Social Engineering David Kulhánek

Social engineering today commonly refers to the acquisition of information about those who use the Internet and those who misuse it, by hacking into computers and selling sensitive data, for example. However, in Czechoslovakia and later in the Czech Republic in the 1990s it was a component of the newly built, postcommunist political framework.

The term “social engineering” was used by politicians of the right (particularly Václav Klaus when he was finance minister of Czechoslovakia and, later, prime minister of the Czech Republic) in order to discredit individual political opponents and left-wing politicians as such. The terms “ideology” and “third way” were used similarly.

The political spectrum began to take shape in Czechoslovakia at the beginning of the 1990s after the breakup of Občanské fórum, OF (Czech: “The Civic Forum”) and the shared platform it allowed for the expression of different opinions. The development of parties and movements culminated in the elections of 1992, which resulted, for the first time, in democratically elected members of parliament with a regular four-year term. In the Czech Republic, one of the two states resulting from the division of Czechoslovakia on January 1, 1993, the parties of the right retained their dominant position. Their members had had a significant influence on the direction that reform, particularly economic reform, had taken between 1990 and 1992. It was in the context of defending this reform and the ideological leaning toward the values of market liberalism that the term “social engineering” began to be used in the language of right-wing politicians.
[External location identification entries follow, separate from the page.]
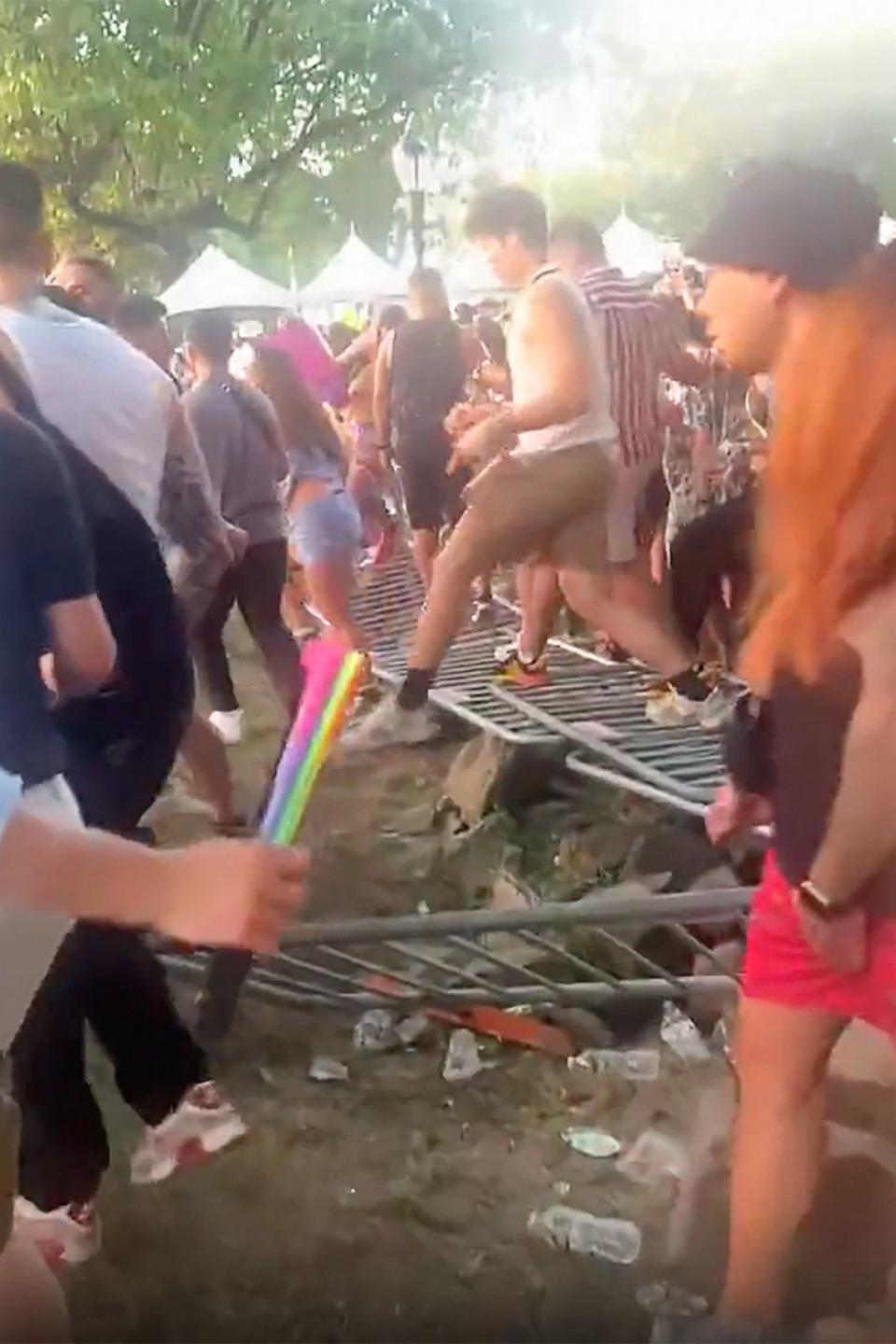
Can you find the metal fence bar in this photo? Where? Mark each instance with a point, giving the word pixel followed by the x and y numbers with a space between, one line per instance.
pixel 578 962
pixel 613 917
pixel 638 958
pixel 455 973
pixel 587 995
pixel 602 907
pixel 532 976
pixel 626 761
pixel 593 770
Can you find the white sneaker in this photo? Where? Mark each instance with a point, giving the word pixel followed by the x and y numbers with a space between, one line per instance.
pixel 203 1124
pixel 388 724
pixel 69 1234
pixel 227 724
pixel 669 708
pixel 507 652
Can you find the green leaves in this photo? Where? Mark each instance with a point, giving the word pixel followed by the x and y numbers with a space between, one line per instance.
pixel 156 119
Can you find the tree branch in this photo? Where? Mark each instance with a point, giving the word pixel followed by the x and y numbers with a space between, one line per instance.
pixel 259 14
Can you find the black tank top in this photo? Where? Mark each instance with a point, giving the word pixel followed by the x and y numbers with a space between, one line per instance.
pixel 153 669
pixel 427 376
pixel 791 751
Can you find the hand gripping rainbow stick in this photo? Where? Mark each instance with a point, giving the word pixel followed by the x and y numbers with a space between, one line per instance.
pixel 332 678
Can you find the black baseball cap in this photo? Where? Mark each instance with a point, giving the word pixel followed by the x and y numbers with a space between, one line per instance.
pixel 806 223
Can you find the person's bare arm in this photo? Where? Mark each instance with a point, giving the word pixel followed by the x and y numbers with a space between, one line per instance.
pixel 383 390
pixel 860 837
pixel 558 344
pixel 225 892
pixel 82 645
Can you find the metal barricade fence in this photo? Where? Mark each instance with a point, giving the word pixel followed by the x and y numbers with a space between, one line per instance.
pixel 586 952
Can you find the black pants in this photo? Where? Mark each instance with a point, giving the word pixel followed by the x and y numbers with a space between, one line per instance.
pixel 715 546
pixel 256 585
pixel 119 756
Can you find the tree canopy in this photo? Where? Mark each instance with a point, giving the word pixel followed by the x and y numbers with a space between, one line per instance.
pixel 153 122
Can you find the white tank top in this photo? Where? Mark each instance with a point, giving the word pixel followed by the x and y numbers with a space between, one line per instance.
pixel 106 397
pixel 595 425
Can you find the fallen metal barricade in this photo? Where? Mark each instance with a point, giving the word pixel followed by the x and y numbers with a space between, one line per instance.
pixel 483 958
pixel 595 705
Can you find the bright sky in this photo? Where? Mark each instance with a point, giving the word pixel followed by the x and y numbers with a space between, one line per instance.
pixel 711 28
pixel 676 33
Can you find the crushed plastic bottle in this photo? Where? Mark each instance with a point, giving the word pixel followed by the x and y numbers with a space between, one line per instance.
pixel 462 1059
pixel 682 1038
pixel 326 1070
pixel 375 1031
pixel 574 1230
pixel 653 1157
pixel 670 1300
pixel 410 1029
pixel 592 1141
pixel 638 1066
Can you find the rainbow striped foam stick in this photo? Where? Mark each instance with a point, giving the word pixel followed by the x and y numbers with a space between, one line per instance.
pixel 332 678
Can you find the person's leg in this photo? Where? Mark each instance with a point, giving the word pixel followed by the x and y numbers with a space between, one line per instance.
pixel 540 604
pixel 780 1058
pixel 422 475
pixel 704 552
pixel 425 547
pixel 465 555
pixel 259 580
pixel 208 647
pixel 590 595
pixel 330 585
pixel 63 1151
pixel 205 757
pixel 155 1058
pixel 33 1303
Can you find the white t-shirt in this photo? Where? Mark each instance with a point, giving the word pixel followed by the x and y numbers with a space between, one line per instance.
pixel 106 397
pixel 595 425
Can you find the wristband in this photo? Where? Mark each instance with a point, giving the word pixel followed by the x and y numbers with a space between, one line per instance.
pixel 819 903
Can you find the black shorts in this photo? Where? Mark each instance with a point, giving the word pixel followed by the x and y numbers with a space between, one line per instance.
pixel 433 497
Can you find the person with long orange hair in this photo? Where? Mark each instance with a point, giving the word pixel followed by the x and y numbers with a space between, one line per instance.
pixel 814 749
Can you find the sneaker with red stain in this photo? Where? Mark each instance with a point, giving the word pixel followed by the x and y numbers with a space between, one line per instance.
pixel 204 1123
pixel 64 1236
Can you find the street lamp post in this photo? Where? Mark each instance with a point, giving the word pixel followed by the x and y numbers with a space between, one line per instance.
pixel 414 170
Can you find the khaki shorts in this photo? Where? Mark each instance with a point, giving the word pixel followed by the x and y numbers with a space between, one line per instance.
pixel 548 504
pixel 623 510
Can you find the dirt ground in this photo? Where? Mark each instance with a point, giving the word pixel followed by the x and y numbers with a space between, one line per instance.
pixel 392 1206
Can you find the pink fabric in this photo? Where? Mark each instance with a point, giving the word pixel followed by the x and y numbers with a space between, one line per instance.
pixel 311 359
pixel 782 968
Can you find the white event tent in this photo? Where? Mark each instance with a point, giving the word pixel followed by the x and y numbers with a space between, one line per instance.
pixel 355 274
pixel 633 249
pixel 216 280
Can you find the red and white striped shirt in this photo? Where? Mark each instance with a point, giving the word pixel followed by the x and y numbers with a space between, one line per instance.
pixel 637 341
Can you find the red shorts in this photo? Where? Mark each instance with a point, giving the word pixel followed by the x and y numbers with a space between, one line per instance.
pixel 782 968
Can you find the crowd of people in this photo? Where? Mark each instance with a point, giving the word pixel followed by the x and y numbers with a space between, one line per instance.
pixel 611 442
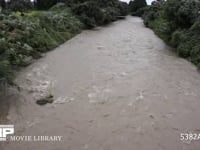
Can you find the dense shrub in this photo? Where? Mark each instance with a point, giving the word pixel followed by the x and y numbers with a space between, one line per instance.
pixel 93 13
pixel 25 37
pixel 136 7
pixel 177 23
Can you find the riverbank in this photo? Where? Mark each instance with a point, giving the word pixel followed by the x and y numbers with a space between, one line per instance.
pixel 178 24
pixel 111 92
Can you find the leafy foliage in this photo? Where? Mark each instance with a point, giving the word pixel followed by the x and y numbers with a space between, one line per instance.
pixel 137 6
pixel 177 23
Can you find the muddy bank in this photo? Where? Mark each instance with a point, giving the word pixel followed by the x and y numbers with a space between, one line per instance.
pixel 116 87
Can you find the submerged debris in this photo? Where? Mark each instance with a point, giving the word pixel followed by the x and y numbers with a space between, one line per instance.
pixel 49 99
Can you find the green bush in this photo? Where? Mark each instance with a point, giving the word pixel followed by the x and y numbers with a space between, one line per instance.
pixel 177 23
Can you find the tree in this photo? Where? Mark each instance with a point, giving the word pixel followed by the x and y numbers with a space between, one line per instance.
pixel 135 5
pixel 2 3
pixel 20 5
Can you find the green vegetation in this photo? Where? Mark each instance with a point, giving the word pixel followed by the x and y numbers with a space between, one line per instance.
pixel 29 29
pixel 137 7
pixel 178 24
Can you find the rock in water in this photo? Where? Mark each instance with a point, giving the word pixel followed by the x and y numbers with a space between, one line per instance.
pixel 45 100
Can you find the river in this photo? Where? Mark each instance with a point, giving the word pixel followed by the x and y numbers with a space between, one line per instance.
pixel 117 87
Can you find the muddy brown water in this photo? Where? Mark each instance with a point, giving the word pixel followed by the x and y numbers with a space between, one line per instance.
pixel 117 87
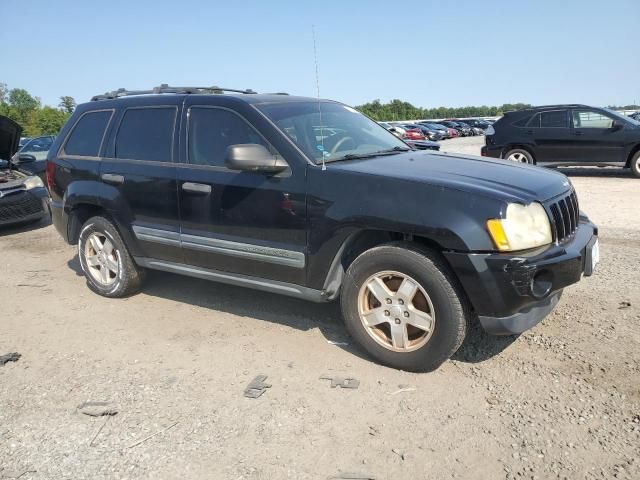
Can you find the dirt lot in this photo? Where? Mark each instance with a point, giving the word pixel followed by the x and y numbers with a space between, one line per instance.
pixel 560 401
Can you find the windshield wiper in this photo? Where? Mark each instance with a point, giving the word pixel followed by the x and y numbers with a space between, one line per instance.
pixel 356 156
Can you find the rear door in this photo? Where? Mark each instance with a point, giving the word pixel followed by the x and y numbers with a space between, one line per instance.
pixel 139 176
pixel 595 139
pixel 249 223
pixel 551 134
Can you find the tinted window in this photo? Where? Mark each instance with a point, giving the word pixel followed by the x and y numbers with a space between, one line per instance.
pixel 591 119
pixel 534 122
pixel 87 135
pixel 557 119
pixel 212 130
pixel 146 134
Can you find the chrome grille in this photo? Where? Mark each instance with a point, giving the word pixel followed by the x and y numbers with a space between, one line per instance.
pixel 565 214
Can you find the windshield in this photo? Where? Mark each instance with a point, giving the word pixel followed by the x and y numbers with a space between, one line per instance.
pixel 623 117
pixel 331 130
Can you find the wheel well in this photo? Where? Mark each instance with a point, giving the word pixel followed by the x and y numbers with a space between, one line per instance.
pixel 78 216
pixel 633 151
pixel 521 147
pixel 360 243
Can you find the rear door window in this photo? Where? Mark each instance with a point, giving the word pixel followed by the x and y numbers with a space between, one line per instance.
pixel 87 135
pixel 554 119
pixel 591 119
pixel 146 134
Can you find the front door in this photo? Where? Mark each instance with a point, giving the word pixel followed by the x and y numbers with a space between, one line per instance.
pixel 249 223
pixel 595 139
pixel 552 136
pixel 139 177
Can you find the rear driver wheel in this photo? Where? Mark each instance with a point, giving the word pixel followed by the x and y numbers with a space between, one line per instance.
pixel 109 269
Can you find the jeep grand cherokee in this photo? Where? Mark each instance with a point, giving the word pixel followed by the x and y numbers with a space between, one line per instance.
pixel 310 198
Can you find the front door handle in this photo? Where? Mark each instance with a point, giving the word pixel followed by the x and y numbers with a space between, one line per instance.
pixel 112 178
pixel 196 188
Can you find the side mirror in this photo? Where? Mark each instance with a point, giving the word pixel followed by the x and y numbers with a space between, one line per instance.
pixel 252 157
pixel 26 158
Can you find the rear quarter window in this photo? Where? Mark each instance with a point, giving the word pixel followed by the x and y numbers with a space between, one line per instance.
pixel 88 133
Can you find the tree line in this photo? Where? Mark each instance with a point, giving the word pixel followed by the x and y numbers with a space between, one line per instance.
pixel 400 110
pixel 34 118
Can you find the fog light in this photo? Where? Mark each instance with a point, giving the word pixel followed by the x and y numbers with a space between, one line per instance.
pixel 541 284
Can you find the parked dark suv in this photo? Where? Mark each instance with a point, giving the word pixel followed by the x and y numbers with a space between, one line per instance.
pixel 566 135
pixel 314 200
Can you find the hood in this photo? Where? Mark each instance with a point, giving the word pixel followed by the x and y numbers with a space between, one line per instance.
pixel 499 179
pixel 9 137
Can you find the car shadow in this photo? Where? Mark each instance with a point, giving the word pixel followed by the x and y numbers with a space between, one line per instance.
pixel 611 172
pixel 290 312
pixel 25 227
pixel 479 346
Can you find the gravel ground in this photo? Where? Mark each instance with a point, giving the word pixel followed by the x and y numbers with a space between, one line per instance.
pixel 560 401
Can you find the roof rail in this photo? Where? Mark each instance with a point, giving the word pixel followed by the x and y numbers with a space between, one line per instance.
pixel 164 88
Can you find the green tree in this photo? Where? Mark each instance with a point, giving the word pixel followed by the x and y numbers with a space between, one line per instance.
pixel 67 104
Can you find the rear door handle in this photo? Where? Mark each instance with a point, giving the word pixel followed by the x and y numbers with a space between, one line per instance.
pixel 112 178
pixel 196 188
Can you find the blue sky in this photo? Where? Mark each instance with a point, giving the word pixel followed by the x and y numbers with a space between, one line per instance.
pixel 430 53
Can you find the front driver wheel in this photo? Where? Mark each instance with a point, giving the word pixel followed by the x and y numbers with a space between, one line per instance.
pixel 635 164
pixel 109 269
pixel 519 155
pixel 402 304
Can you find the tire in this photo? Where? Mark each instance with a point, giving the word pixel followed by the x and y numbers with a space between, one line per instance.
pixel 520 156
pixel 445 304
pixel 110 272
pixel 635 164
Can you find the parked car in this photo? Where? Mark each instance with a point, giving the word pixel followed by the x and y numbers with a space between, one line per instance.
pixel 32 156
pixel 429 133
pixel 565 135
pixel 441 129
pixel 462 131
pixel 414 134
pixel 23 197
pixel 415 244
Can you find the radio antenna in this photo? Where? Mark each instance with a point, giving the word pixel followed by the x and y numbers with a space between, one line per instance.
pixel 315 57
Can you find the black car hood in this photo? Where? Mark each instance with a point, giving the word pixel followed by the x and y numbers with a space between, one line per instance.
pixel 9 137
pixel 499 179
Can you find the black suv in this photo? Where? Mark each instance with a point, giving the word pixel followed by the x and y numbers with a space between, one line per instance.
pixel 314 200
pixel 566 135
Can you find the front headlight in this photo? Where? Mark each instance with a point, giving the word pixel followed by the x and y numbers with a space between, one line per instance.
pixel 33 182
pixel 525 226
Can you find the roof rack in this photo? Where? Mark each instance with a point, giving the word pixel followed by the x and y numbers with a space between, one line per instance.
pixel 164 88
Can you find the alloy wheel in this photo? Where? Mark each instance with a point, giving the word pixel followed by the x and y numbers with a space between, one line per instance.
pixel 102 259
pixel 396 311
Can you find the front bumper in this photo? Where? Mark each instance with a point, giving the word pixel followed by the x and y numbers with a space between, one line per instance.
pixel 513 292
pixel 24 206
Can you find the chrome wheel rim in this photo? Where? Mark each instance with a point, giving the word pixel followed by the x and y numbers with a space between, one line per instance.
pixel 102 259
pixel 518 157
pixel 396 311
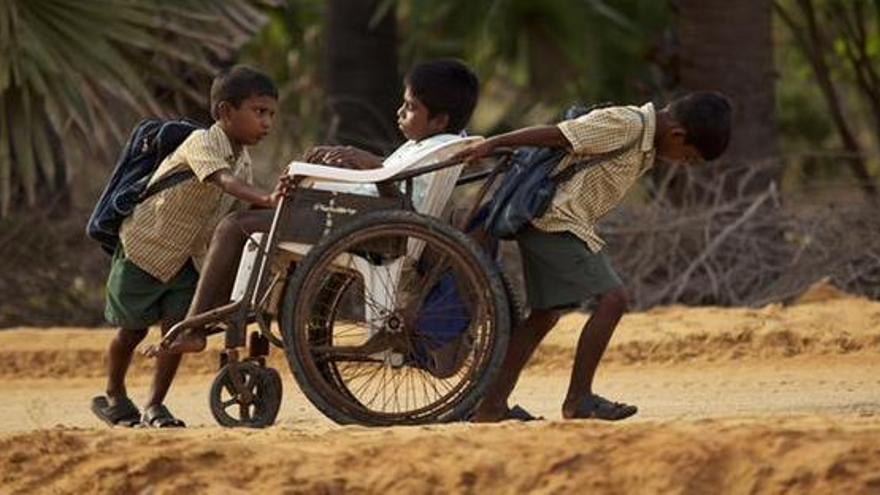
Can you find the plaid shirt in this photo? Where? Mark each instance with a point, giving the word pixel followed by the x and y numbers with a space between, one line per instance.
pixel 584 199
pixel 176 224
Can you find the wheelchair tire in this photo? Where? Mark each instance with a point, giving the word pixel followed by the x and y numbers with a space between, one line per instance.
pixel 260 410
pixel 314 307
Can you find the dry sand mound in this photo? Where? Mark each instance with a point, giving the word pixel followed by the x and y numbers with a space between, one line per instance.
pixel 663 335
pixel 787 456
pixel 770 400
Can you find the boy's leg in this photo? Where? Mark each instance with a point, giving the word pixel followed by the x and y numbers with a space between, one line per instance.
pixel 119 354
pixel 133 304
pixel 218 273
pixel 166 369
pixel 591 346
pixel 156 415
pixel 524 340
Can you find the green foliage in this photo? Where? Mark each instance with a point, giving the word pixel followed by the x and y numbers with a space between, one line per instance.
pixel 531 54
pixel 74 67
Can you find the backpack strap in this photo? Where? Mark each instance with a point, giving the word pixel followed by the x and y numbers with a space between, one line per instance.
pixel 574 168
pixel 166 182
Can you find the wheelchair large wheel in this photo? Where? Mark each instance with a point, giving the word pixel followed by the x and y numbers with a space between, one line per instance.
pixel 397 318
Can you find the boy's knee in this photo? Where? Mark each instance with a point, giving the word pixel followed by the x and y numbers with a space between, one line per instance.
pixel 615 300
pixel 131 337
pixel 229 226
pixel 543 320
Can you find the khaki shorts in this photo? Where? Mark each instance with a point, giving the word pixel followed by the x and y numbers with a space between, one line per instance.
pixel 560 270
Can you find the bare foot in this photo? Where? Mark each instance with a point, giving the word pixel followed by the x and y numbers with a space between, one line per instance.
pixel 189 341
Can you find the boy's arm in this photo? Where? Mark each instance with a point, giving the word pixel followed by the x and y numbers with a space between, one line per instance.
pixel 350 157
pixel 231 184
pixel 543 135
pixel 344 156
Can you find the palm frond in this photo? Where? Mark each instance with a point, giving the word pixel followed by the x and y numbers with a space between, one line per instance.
pixel 61 62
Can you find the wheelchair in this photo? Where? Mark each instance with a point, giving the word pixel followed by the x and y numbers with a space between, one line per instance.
pixel 388 315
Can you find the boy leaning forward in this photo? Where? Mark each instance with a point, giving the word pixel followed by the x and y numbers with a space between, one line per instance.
pixel 563 258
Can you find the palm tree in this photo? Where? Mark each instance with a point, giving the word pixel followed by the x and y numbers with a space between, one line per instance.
pixel 75 70
pixel 727 46
pixel 362 79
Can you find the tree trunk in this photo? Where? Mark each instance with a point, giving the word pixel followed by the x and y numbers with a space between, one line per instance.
pixel 727 46
pixel 363 83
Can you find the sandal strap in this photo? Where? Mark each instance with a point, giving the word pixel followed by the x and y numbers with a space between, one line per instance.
pixel 159 416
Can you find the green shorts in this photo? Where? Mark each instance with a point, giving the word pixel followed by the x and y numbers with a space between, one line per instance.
pixel 137 300
pixel 561 272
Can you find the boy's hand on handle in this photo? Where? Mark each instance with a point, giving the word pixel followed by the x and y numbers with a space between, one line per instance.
pixel 343 157
pixel 283 187
pixel 476 151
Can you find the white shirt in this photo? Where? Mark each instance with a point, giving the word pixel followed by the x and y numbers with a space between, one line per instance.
pixel 406 152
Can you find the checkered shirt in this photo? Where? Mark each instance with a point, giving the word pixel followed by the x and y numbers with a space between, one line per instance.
pixel 176 224
pixel 584 199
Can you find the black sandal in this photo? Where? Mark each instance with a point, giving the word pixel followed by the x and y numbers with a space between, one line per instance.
pixel 158 416
pixel 597 407
pixel 518 413
pixel 122 412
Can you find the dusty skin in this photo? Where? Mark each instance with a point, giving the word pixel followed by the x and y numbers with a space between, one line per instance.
pixel 769 400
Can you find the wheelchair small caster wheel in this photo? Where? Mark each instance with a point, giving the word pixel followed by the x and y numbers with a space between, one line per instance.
pixel 245 394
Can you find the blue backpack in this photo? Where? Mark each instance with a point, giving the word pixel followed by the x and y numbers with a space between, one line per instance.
pixel 151 141
pixel 530 182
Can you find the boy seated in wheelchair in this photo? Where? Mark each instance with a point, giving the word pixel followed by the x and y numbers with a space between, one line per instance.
pixel 438 100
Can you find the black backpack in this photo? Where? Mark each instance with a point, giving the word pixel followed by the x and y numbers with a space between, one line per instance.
pixel 151 141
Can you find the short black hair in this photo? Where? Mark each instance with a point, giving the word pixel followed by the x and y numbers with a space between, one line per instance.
pixel 706 117
pixel 238 83
pixel 445 86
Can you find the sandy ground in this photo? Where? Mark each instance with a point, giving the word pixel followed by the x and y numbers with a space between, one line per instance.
pixel 770 400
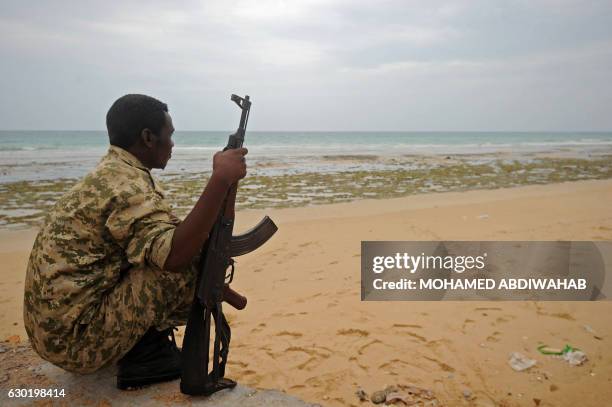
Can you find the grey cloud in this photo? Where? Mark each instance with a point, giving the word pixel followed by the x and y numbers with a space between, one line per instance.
pixel 457 65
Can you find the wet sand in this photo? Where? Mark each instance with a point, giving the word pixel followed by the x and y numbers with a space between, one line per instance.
pixel 305 330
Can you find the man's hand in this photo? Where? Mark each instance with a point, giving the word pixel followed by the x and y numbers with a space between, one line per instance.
pixel 230 165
Those accused of social engineering were chiefly politicians connected with the reform of socialism in 1968 in Czechoslovakia. For actors on the neoliberal right these “reformers” represented the main adversary. Their attacks, including a media campaign, sought to associate such reformers of socialism, together with other supporters of left-wing social-democratic politics, with the communists, thereby discrediting them; behind the veil of reform, the argument went, they were in fact defending a failed ideology. According to this interpretation, it was a proven fact that socialism could not be reformed, as confirmed by the collapse of the entire communist bloc. It was declared that there was no space for a “third way” between a centrally planned communist economy and a free market. The very idea was viewed as a dangerous fantasy, an irresponsible ideological delusion, which could only lead away from democracy and the freedom gained back to the errors of the past.

In the rhetoric of the right-wing political campaign conducted by Občanská demokratická strana, ODS (Czech: “The Civic Democratic Party”) and Občanská demokratická aliance, ODA (Czech: “The Civic Democratic Alliance”), social engineering represented a deviation from the one true path—from the path that led to the market economy as part of the natural order. But a paradox remains, for although the instigators of reform used neoliberal vocabulary from the time of Margaret Thatcher and Ronald Reagan at the theoretical level, in practice they brought about only one of several completely unexceptional transitions from a planned to a market economy. While the ideas behind the right-wing reforms in Czechoslovakia and the Czech Republic in the first half of the 1990s were presented as original by their proponents (in particular Václav Klaus, Tomáš Ježek, and Vladimír Dlouhý), in reality they did not deviate at all from mainstream postcommunist development in the region. Some consequences of the right-wing reforms in the Czech Republic, however, can be more easily understood as the result of social engineering as practiced by the state rather than as confirmation of the moral values of the free market. (For example, the coupon privatization, the transformation of state-owned companies into joint-stock corporations by handing them over to the existing management, or state oversight of newly established banks, as well as other creative solutions bordering on the criminal.)